The Cultural Changes Zero Trust Security Demands
At the core of a zero trust strategy is re-thinking how companies approach security, from who is involved to what the goal is.
“Zero trust is a strategy designed to stop data breaches, and then to make other cyberattacks unsuccessful,” said John Kindervag, senior vice president, cybersecurity strategy at ON2IT, who is often considered the creator of zero trust.
In most cyberattacks, the goal is to exfiltrate some kind of sensitive data, and zero trust is a framework for designing a system in which that won’t happen.
The basis of a zero trust strategy is to force security decision-makers to step back and think more like CEOs — or to get the CEOs themselves involved.
In many organizations, IT teams in general and especially security teams have been so segregated from the business leadership that they don’t, in the course of their everyday responsibilities, pause to think about how the organization earns money.
Security teams often have very narrow scopes of work, and focus on meeting compliance demands rather than thinking strategically about how to actually protect the company.
Businesses ultimately have to be pragmatic and can’t just turn off all communications. When working on projects with enterprises, the starting point is always to ask what are the things that could hurt the organization the most if they were compromised, and start there, according to Leonid Belkind, chief technology officer and co-founder of Torq, a security automation company.
Top Down, No Silos
Because zero trust focuses not on checking off compliance boxes or blindly following established company protocols but on aligning the security program with the business realities, the strategy is often (but not always) adopted first by executives and imposed on the security team in a top-down manner.
This is a cultural shift: It’s telling the security team that they need to move their focus from protecting laptops from malware to ensuring the company’s core assets are as protected as possible and on a zero trust network.
When working on projects with enterprises, said Leonid Belkind, of Torq, the starting point is always to ask what are the things that could hurt the organization the most if they were compromised, and start there.
Success with zero trust also has to include restructuring the organization. “If you look at traditional organizational structure, they’re organized to stay in silos — the developers, platform engineers, the security teams — and it’s like a relay race where they pass the baton down,” said Ratan Tipirneni, CEO of Tigera, a cloud native application observability company.
“That type of organizational structure will not work when implementing these types of security models.
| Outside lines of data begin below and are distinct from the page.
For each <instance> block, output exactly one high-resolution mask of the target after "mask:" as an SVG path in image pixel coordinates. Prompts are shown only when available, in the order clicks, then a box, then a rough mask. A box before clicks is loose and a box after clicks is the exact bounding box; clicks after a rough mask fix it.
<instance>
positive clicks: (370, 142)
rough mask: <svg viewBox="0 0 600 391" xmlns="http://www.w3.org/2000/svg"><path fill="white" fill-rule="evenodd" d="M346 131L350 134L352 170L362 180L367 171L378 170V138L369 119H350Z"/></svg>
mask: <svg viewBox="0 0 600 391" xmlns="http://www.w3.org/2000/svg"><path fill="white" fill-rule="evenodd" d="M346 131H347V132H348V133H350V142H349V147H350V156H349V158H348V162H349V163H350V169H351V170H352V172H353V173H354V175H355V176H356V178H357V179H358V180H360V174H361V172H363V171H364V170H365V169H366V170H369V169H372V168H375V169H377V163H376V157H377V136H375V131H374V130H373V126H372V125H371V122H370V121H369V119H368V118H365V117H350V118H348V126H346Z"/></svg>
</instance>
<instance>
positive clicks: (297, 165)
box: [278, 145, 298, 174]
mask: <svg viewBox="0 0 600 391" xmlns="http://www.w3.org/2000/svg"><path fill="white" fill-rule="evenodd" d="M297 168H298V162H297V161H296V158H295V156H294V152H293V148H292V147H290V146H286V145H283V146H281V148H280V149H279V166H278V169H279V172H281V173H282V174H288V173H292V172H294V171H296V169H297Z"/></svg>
You need to design security policies upfront, even when the code is being built.”
The need for organizational change is one of the reasons Tipirneni thinks that strong executive leadership is nearly always required for success with zero trust.
Though not everyone interviewed for “Trust No One and Automate (Almost) Everything” said that executives must be the champions, Kindervag and Belkind agreed that there is often high-level involvement in moving to zero trust, and involving executives and aligning security with business interests is critical.
Often security folks are hesitant to make changes because they fear being blamed for disruption. It’s possible to dramatically improve zero trust maturity without disrupting the usual IT operations, but the key is incremental improvement.
Start with something that is absolutely critical. “If we’re a bank, we might protect the SWIFT gateway,” Kindervag said, referring to the secure cross-border payment and financial messaging system.
“That’s a manageable project, in contrast to if I say, ‘We’re going to turn the whole network into zero trust,’ everyone’s going to just say, ‘How do we do that?”
Security experts talk about “trust” — trusted users, trusted devices — and design security programs that assume that some humans and computers are by default “trusted.”
But, Kindervag noted, “Trust is a human emotion that has been injected into digital systems for no reason.”
He gave the example of infamous data leakers Edward Snowden and Chelsea Manning for how the trust model fails to protect digital assets, as well as for underlining the role that identity management should play in zero trust systems.
Start implementing a zero trust security strategy slowly, advised John Kindervag, of ON2IT, who is often called the creator of zero trust. A bank, for instance, might start with the SWIFT gateway, the cross-border payment and financial messaging system.
In both cases, Snowden and Manning — a former National Security Agency computer intelligence contractor and a former U.S. Army soldier, respectively — were “trusted” users, using “trusted” devices, who were able to get past powerful authentication systems and who were authorized to access information that they never should have had access to, and download that information.
Moving from a scenario where there even can be a user who’s trusted to one in which, by default, all users are denied unless they have a reason to access the data in question is both a technical challenge as well as a core philosophical/strategic shift. Both are key to zero trust. Considering that, as a 2022 survey by strongDM indicated, 65% of companies use shared logins, it’s a pretty heavy cultural lift.
The main takeaway is that zero trust is a strategy, philosophy, architecture — and not a tool or technology. There are tools that will help you implement zero trust, but effectively implementing zero trust requires much more than purchasing software.